- Sora's training data source questioned, sparking transparency concerns.
- YouTube CEO warns against using platform videos for Sora's training.
- Transparency crucial as AI tools like Sora become more accessible.
Text-to-Video Generator Sora by OpenAI, is exposed to criticism concerning the source of its training data, the AI company has entered into AI space with its latest application, Sora.

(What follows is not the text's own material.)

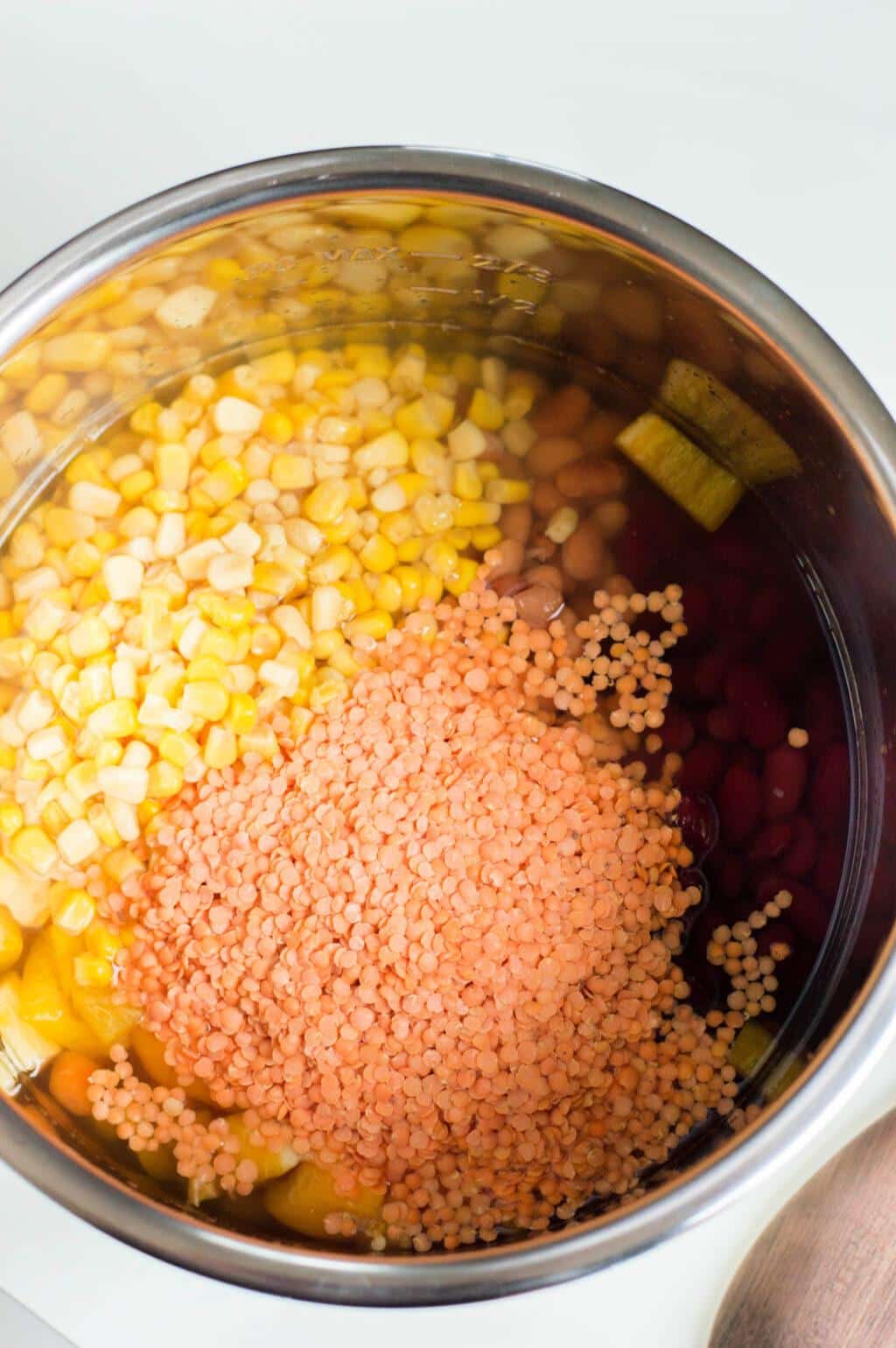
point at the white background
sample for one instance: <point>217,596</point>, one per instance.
<point>768,124</point>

Its ability to generate video clips from textual input has amazed the onlookers. Yet, new reports have broken people’s trust in the reliability of an enormous dataset which AlphaGo utilized for training the innovative AI model.

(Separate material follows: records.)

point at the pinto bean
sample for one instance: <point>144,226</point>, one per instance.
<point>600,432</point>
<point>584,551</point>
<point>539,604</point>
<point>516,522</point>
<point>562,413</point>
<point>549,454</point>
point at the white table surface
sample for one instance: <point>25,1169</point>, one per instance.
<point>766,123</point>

Debate Over OpenAI Training Data
Although OpenAI has not revealed the exact occurrence of Sora’s training data, the issue was heightened when the company’s Chief Technology Officer, Mira Murati admitted to not knowing the source during an interview with the Wall Street Journal. This absence of transparency has been a big issue and therefore, the tech industry is now really skeptical of about any kind of data repositories such as YouTube.
Neil Mohan, CEO of YouTube, a Google owned company cautioned the creators of OpenAI. In an interview with Emily Chang on Bloomberg Originals Mohan showed that YouTube videos were used in training AI models (like Sora) whose use was against YouTube’s terms of service.
Besides this, he underscored their commitment to signed contracts with YouTube creators while using their content to build their own AI models, such as multimodal AI Gemini. However, OpenAI does not have an official refutation on this concern.
Related
The issue of transparency surrounding the usage data and origin of AI models is of top priority, especially as AI technologies like Sora will become more available to the public. In the coming months, there might be a rise of added topics in this particular discussion taking place because both the hazards and benefits associated with the AI-assisted video generation are going to be unveiled.